Hari ini Kamis 7 Jumadil-Akhirah 1447 H /27 November 2025
Setelah Sholat Subuh sambil menunggu waktu pagi untuk beraktivitas, mari Kita NGOPI (Ngobrol Perkara Iman), Ungkapkan rasa Syukur Kita atas segala Nikmat yang Allah berikan, dengan memanfaatkan untuk memperbanyak Dzikir dan Sholawat sambil menikmati Santapan Rohani.
Tulisan ini hanya sekedar berbagi atau sharing dan tidak bermaksud Menggurui, bukan berarti yang menulis lebih baik dari yang menerima atau membaca. Namun demikian saya mengajak pada diri saya pribadi dan Saudara-saudaraku Seiman, untuk sama-sama belajar dalam Amar Ma'ruf Nahi Munkar. Mohon ridho dan ikhlasnya, bila dalam penulisannya ada yang terlupakan tolong ditambahkan dan bila ada yang salah tolong dibetulkan.
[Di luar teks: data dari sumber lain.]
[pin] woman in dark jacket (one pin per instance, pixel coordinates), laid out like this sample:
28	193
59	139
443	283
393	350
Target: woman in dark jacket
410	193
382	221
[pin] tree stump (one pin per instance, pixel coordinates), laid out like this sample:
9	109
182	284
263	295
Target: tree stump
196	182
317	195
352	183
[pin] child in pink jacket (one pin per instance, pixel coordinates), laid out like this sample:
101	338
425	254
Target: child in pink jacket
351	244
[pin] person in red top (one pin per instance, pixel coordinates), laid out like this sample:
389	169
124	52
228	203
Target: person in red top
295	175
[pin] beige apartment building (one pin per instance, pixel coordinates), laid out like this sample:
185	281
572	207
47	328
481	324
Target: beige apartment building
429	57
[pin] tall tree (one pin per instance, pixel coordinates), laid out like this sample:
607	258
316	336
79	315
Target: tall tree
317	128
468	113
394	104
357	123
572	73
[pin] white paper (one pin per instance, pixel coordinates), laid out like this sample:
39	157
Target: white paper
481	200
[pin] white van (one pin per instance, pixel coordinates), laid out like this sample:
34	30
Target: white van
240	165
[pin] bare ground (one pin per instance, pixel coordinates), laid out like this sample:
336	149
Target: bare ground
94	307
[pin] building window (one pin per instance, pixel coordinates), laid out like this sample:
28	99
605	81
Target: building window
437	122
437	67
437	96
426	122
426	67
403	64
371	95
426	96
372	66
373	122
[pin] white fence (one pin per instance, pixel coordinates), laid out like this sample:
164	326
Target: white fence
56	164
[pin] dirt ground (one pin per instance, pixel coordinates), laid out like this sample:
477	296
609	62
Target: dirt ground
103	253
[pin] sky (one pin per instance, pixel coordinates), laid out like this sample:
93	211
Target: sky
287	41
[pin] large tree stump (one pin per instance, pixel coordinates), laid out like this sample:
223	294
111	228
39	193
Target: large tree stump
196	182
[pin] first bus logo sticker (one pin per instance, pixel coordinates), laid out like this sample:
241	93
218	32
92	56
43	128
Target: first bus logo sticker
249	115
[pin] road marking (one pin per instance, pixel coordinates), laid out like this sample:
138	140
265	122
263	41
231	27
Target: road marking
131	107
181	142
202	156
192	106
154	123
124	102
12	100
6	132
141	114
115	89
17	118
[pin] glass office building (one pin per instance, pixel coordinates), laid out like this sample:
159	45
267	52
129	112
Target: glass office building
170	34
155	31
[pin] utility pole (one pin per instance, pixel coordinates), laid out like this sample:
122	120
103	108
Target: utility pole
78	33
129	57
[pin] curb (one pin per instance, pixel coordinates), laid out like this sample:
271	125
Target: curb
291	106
Hadirin yang dirahmati Allah....
Allah ﷺ telah mengutus Rasulullah ﷺ ke dunia ini, sebagai penutup para
Nabi, pengemban Risalah Dinul Islam yang sempurna.
Ini
adalah salah satu kekhususan serta kemuliaan yang Allah berikan kepada Beliau ﷺ dan tidak diberikan kepada para Nabi sebelumnya.
Banyak
sekali nash-nash Al-Qur’an maupun As-Sunah yang menunjukkan atas kewajiban
seorang mukmin untuk mengimani seluruh berita yang dibawa oleh Beliau.
Serta
menjadikan Rasul ﷺ sebagai suri tauladan dan mencintainya melebihi cinta kepada keluarga, harta
benda dan dari materi dunia.
Allah
ﷺ berfirman,
قُلْ
إِن كَانَ ءَابَآؤُكُمْ وَأَبْنَآؤُكُمْ وَإِخْوَانُكُمْ وَأَزْوَاجُكُمْ وَعَشِيرَتُكُمْ
وَأَمْوَالٌ اقْتَرَفْتُمُوهَا وَتِجَارَةٌ تَخْشَوْنَ كَسَادَهَا وَمَسَاكِنُ تَرْضَوْنَهَآ
أَحَبَّ إِلَيْكُم مِّنَ اللهِ وَرَسُولِهِ وَجِهَادٍ فِي سَبِيلِهِ فَتَرَبَّصُوا
حَتَّى يَأْتِيَ اللهُ بِأَمْرِهِ وَاللهُ لاَيَهْدِي الْقَوْمَ الْفَاسِقِينَ
“Jika bapak-bapak, anak-anak, saudara-saudara, istri-istri, kaum keluarga, harta kekayaan yang kamu usahakan, perniagaan yang kamu khawatiri kerugiannya, dan rumah-rumah tempat tinggal yang kamu sukai adalah lebih kamu cintai lebih daripada Allah dan Rasul-Nya dan (dari) berjihad di jalan-Nya, maka tunggulah sampai Allah mendatangkan keputusan-Nya. Dan Allah tidak memberi petunjuk kepada orang-orang yang fasik.” (QS. At-Taubah: 24)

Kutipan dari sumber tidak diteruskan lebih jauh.